My first stop was still at the gastroenterologist – since the GERD medication did not seem to help and I found myself with reflux pain at the throat, the previous night. He saw how nervous and anxious I was, and with his own sarcastic humor asked me how many times I consulted Google for my problems. I assured him I didn’t, which is why the suspense over my issues is slowly, if not surely killing me. With another doctor assisting him, they both managed to study my case and after a while, putting his pen and glasses down, he said,
“You are too young to have pre-cancerous polyps, and in my opinion, over the years of my experience….I do not usually tell my patients this without a thorough confirmation, but as an exception to your case, YOU DO NOT LIKELY HAVE CANCER.”
He was quick to note my relieved exhalation, and continued,
“You have inflammation, which could be caused by anything that day from eating a rotten egg or swallowing something semi spoilt like some salad that had been exposed too long, or expired milk, or whatever.
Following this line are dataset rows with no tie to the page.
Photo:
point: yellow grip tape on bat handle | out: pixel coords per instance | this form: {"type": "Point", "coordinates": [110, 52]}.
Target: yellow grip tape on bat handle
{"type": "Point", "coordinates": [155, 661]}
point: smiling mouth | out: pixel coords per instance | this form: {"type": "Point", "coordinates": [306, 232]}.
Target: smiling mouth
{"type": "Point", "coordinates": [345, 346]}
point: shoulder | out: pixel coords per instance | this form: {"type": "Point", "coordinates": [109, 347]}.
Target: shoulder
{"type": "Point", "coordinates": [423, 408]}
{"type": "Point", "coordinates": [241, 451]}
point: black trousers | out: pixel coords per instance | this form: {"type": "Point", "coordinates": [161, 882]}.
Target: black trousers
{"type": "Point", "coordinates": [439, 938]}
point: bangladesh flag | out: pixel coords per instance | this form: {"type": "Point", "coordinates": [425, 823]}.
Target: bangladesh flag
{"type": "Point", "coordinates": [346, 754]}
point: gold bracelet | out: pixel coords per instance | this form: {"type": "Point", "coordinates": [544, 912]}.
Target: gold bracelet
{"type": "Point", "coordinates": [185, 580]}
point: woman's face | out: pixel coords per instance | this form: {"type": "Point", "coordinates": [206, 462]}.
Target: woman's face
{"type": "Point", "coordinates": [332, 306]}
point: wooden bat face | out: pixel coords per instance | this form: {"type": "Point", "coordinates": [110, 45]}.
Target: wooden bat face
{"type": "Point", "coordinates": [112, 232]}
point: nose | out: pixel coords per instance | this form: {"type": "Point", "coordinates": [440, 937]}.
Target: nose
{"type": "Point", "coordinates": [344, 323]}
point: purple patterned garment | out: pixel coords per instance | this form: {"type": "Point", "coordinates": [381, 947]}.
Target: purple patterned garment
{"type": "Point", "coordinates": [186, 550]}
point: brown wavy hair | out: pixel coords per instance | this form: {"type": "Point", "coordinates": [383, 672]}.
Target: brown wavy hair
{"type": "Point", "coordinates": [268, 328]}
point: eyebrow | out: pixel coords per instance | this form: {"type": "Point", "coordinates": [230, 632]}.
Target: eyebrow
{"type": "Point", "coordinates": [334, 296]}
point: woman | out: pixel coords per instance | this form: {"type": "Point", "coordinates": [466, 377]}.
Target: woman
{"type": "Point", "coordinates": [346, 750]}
We definitely will investigate the issue, and we’re working on the approvals for the colonoscopy, until then do not consult Google, and please relax. Just to let you know if this ever helps – if you had been in India, they would not or never undergo a colonoscopy, but simply ask you to repeat tests in two weeks, but since we are here, we’re simply following protocol.”
I wish he had simply said this earlier while he gave me the news! I told him so, to which he only replied with more humor, that he wished he’d known I was paranoid. As I started off to the shrink’s office, I observed the immediate effect the news had on me. The GERD had almost disappeared, the palpitations had stopped. I imagined myself sleeping soundly that night. The sad tragic background music that had been recurrent in my head was replaced with lighter peppy tunes.
The shrink was a calm, smiling man in his fifties, and judging by his accolades, he was comfortingly experienced. He listened to my problems, and after a few personal questions deduced that I was suffering from acute sleep deprivation, coupled with my slight inclination towards OCD. He assured me that I need not take medication, but to undertake a few lifestyle changes – which included taking my coffee in the morning instead of evening and to include more outdoor walks, yoga and meditation. More importantly, not to be attached to my schedule, in other words there should be no hard and fast rule to my daily timetable. And just like that I was dismissed. Another 135$ for consultation. Actually most of my therapy was done by the gastroenterologist.